Sources tell The Hollywood Reporter that exec producers including Dan Fogelman had met with stars and were discussing season two and close to opening a writers room before they got word that their go-ahead was actually a no-go.
Ray Mickshaw/FOX
'Pitch'

Pitch is being forced into retirement.

The former Fox baseball drama from Dan Fogelman will not be revived after the This Is Us creator had reassembled the core cast — including Mark-Paul Gosselaar and Kylie Bunbury — and were discussing writers as well as prepping ideas for season two for original producers 20th Century Fox TV.

Sources tell The Hollywood Reporter that Fogelman and executive producers Kevin Falls and Rick Singer as well as execs at fellow producer Major League Baseball — who were all instrumental in season one — were told by 20th TV execs to hit the ground running as they worked out which Disney platform would be home for Pitch season two. This transpired in late April, barely a month after Disney's Fox acquisition closed and shortly after Fogelman renewed his overall deal with 20th TV. Fox's TV studio was among the assets that became part of the Disney fold after the $71.3 billion asset acquisition closed in mid-March.

Sources note that a revival of Pitch — a passion project for New York Mets fan Fogelman — was among the chips 20th TV pulled out to ensure the producer behind one of the studio's biggest hits remained with it amid offers from multiple other suitors.

After meeting with execs at the studio, space for a writers room on the Paramount lot was reserved and producers started making calls to staff up for season two. No offers or deals were made/signed. Producers met with casting and business affairs execs in that same late April meeting and learned data about the show's streaming performance as the family-focused Disney+ was considered the likely and logical new home for Pitch season two.

Sources say Fogelman reiterated to execs that he didn't want to pitch season two of the drama about the first woman to play in Major League Baseball, but instead wanted a green light to revive the show. Producers, sources note, felt that season two wasn't a question of "if" but "for whom," though no official deals were completed.

That would change quickly within the week to 10 days that followed.

The Pitch team — who were in the midst of plotting out the events of season two — were then told to hold off on making formal offers to writers and chatter about season two quieted.

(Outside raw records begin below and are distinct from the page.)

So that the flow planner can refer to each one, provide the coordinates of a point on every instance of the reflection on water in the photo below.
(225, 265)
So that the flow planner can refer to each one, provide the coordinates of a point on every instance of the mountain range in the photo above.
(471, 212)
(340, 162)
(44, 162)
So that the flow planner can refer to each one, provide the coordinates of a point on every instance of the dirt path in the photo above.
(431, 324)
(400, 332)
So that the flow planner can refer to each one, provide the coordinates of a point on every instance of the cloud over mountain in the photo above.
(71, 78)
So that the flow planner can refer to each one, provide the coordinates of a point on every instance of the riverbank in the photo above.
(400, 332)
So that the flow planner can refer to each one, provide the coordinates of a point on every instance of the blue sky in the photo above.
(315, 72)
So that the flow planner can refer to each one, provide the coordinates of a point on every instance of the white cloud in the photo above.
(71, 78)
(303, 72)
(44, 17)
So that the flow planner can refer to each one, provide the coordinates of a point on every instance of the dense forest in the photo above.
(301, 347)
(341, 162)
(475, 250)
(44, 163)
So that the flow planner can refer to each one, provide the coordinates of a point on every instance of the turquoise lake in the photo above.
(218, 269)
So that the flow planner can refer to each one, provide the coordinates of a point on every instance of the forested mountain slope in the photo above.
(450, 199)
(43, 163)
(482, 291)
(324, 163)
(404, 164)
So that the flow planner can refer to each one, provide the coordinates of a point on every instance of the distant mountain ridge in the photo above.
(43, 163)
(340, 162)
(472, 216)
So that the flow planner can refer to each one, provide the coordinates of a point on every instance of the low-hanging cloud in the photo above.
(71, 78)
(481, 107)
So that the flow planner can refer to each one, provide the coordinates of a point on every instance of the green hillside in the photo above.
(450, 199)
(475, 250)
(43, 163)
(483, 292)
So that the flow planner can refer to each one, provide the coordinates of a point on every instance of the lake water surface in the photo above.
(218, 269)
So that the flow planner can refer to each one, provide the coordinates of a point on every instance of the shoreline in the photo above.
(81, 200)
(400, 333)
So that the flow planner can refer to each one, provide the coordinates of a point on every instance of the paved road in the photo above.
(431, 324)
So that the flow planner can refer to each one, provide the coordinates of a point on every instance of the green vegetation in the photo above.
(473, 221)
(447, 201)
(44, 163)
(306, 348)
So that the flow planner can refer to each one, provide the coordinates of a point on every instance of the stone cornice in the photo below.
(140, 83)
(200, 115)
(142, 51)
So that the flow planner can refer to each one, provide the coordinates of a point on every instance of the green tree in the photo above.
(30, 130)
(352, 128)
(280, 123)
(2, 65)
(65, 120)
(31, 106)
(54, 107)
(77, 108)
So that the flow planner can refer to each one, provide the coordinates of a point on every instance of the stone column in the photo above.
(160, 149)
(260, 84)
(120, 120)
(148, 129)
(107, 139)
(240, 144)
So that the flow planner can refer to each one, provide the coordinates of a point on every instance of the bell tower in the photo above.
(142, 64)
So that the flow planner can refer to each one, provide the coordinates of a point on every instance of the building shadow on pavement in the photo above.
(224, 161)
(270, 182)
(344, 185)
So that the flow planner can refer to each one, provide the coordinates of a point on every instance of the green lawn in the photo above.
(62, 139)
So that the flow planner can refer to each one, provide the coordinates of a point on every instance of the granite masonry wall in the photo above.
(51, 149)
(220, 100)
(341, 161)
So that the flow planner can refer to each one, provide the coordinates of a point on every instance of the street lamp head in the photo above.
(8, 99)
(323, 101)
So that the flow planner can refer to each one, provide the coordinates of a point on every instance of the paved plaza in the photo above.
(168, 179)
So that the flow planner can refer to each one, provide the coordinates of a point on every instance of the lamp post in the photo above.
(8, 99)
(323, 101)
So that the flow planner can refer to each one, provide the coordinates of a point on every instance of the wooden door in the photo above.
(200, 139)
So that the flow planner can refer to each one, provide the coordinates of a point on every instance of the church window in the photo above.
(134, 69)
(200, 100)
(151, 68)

Eventually, 20th informed producers that season two of Pitch wasn't happening as the studio was unable to find a proper home as the show allegedly skewed too old and too sophisticated for Disney+. Sources note that other Disney platforms were discussed, but ultimately the series could not find a new home.

Still, sources say that all involved remain hopeful that there will be some sort of proper closure for the baseball drama that was originally produced in partnership with MLB. The season one finale featured glass-ceiling-shattering pitcher Ginny Baker experiencing a season-ending injury.

Appearing Monday at the Television Critics Association's summer press tour to support his new show, Black-ish prequel Mixed-ish, Gosselaar confirmed to reporters that Pitch was "pretty dead." "I hate to say [that]," he told Give Me My Remote. "I was even growing out my beard. It was right before The Passage's possible [season two] pickup, I was getting ready for Pitch. But at this moment, it's possibly on hold indefinitely." 

Representatives for 20th TV declined comment.